Activating "Broken lineStripping" does the trick!  :Smile: 

I was looking in the dspam readme, man dspam, man imapd.conf, and man pipe (postfix) for solutions.  Guess I was looking in the wrong places.  Thank you for pointing that out.

Do you have this issue with cyrus/dspam combination as well?

Do you have any more tips for a Postfix/Amavis/Clamav/Dspam/Cyrus setup?

BTW, do you use the cyrus deliver command, or the cyrus lmtp socket for message delivery to cyrus?  I'm struggling with folder delivery ie user+folder@domain.tld.

----------

## magic919

Here's a funny thing.  I been catching up and trying a few of these on one of my systems and it segfaults.  This is only when run o commandline as the filtering is working perfectly.

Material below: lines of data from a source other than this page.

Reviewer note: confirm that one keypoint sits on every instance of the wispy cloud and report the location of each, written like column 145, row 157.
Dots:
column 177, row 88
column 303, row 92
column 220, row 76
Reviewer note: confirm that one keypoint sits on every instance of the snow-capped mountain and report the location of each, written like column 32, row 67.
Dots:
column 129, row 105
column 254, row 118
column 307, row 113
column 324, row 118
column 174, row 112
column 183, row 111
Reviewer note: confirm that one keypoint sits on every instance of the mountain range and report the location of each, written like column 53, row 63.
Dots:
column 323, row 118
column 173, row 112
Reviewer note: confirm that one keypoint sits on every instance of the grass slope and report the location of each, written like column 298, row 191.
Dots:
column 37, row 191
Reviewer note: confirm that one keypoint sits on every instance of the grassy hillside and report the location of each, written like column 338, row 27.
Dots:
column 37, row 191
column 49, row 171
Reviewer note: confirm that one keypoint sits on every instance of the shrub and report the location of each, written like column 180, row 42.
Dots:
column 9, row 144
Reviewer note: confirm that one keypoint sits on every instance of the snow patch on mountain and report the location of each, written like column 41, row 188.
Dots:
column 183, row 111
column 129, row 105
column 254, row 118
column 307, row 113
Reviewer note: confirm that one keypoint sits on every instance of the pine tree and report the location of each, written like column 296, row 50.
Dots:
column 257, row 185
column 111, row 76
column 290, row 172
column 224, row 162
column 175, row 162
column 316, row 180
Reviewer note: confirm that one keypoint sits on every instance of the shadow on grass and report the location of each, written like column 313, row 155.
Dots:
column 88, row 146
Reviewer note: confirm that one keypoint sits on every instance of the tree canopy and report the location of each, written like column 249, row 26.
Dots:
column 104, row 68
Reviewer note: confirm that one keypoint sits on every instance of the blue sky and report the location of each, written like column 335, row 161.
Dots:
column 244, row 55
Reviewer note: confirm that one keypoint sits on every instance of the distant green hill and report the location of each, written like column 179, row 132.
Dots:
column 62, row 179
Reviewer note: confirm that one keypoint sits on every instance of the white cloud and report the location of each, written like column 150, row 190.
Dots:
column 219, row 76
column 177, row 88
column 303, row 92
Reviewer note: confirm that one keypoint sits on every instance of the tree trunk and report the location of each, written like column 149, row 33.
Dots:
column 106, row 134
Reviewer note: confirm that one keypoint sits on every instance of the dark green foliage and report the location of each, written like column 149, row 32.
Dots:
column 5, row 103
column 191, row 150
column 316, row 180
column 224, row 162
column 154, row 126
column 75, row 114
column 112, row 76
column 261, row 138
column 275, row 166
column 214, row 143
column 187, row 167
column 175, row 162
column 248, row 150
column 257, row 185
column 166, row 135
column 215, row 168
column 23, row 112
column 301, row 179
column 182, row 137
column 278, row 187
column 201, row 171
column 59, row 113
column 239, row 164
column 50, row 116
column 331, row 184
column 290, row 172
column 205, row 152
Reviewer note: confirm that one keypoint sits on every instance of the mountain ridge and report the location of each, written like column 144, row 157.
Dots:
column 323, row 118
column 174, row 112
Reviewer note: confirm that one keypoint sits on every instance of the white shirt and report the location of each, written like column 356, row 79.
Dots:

Seems someone broke Gentoo-flavour DSPAM from dspam-3.8.0-r8 onwards, for me anyway.  Looking at strace I see it chokes when it reads my group file.  A roll back to r7 fixes it.  I'll have to dig deeper.

----------

## overkll

I thought dspam WAS working perfectly.  The command line retraining pointed out it wasn't.  Even though retraining false positives by forwarding as an attachment to the alias "spam@mydomain.tld" worked, the forwarded messaged bounced, THEN the signature was found by dspam in the BOUNCED message and retraining was performed on the bounced message, not the original forwarded message.

I don't think this was an issue with 3.8.0-r8 or lower, but from r1 through r8, I heavily modified the ebuilds for my own systems as I felt many of the patches were unnecessary and feared the continuing "patch creep" would eventually introduce extra bugs.  This is the first time I've used the gentoo default ebuild.

When I tried the r9 version (I think it was r9),  I also had segfaults.  Commenting out the "append-flags $(bindnow-flags)" from the src_compile secton of the ebuild fixed that.  I'm not experiencing any segfaults with the r-11 ebuild now, nor have I commented out "append-flags" in the current ebuild.  You may want to try without "append_flags" just to test.

----------

## magic919

Sounds like something to try.  For the moment I've built Gntoo DSPAM r11 but left out patch 26_all_group-member-matching.patch and that works on command line.

----------